It may be called the light metal but the way aluminum is defying gravity can’t last. At the same time as visible stocks are rising to nearly 3.5 million tons ” yes you read that right, check out the LME, the price has still managed to make an 8.4% gain last week. Three months metal is currently sitting at over $1400/ton (US$0.63/lb) on the LME and is proving surprisingly resilient even as the whole base metal sector takes a pause and retrenches slightly.
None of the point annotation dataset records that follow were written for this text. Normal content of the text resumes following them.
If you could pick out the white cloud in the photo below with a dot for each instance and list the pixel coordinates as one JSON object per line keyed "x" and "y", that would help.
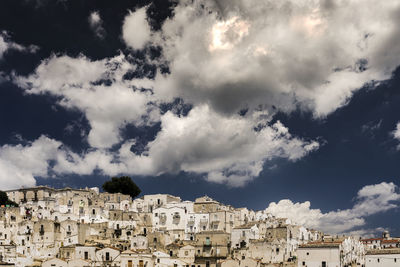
{"x": 78, "y": 81}
{"x": 238, "y": 55}
{"x": 6, "y": 44}
{"x": 136, "y": 30}
{"x": 228, "y": 149}
{"x": 371, "y": 199}
{"x": 96, "y": 24}
{"x": 396, "y": 134}
{"x": 223, "y": 56}
{"x": 20, "y": 164}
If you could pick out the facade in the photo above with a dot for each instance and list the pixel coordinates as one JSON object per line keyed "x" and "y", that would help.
{"x": 83, "y": 227}
{"x": 384, "y": 257}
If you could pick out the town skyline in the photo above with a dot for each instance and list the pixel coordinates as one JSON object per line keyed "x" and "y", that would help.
{"x": 282, "y": 105}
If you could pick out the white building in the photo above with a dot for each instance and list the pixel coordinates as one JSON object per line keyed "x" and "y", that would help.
{"x": 383, "y": 258}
It is counter intuitive that stocks should rise to such levels and yet prices are rising too. What is driving it? Lead by the Chinese State Reserves Bureau (yes them again) both the SRB and state governments have been buying primary ingot from the local smelters to support the local producers. Worse they have been paying over the market price which has widened the Shanghai Futures Exchange (SHFE) vs. London Metal Exchange (LME) arbitrage, the difference should represent no more than the cost of importing ingot into the country (shipping, import and vat costs). According to Reuters the SRB has purchased 590,000 tons. The state of Guangxi announced plans to buy 200,000 tons. The state of Henan 500,000 tons, while the states of Jiangxi and Shaanxi have confirmed they will buy but have not set the tonnages yet. As the arbitrage window has widened, China’s position as a net exporter has reversed and imports have ballooned. Primary aluminum and aluminum alloy net imports were 13,000 tons in February up from 8,000 tons in January and set to be even higher in March.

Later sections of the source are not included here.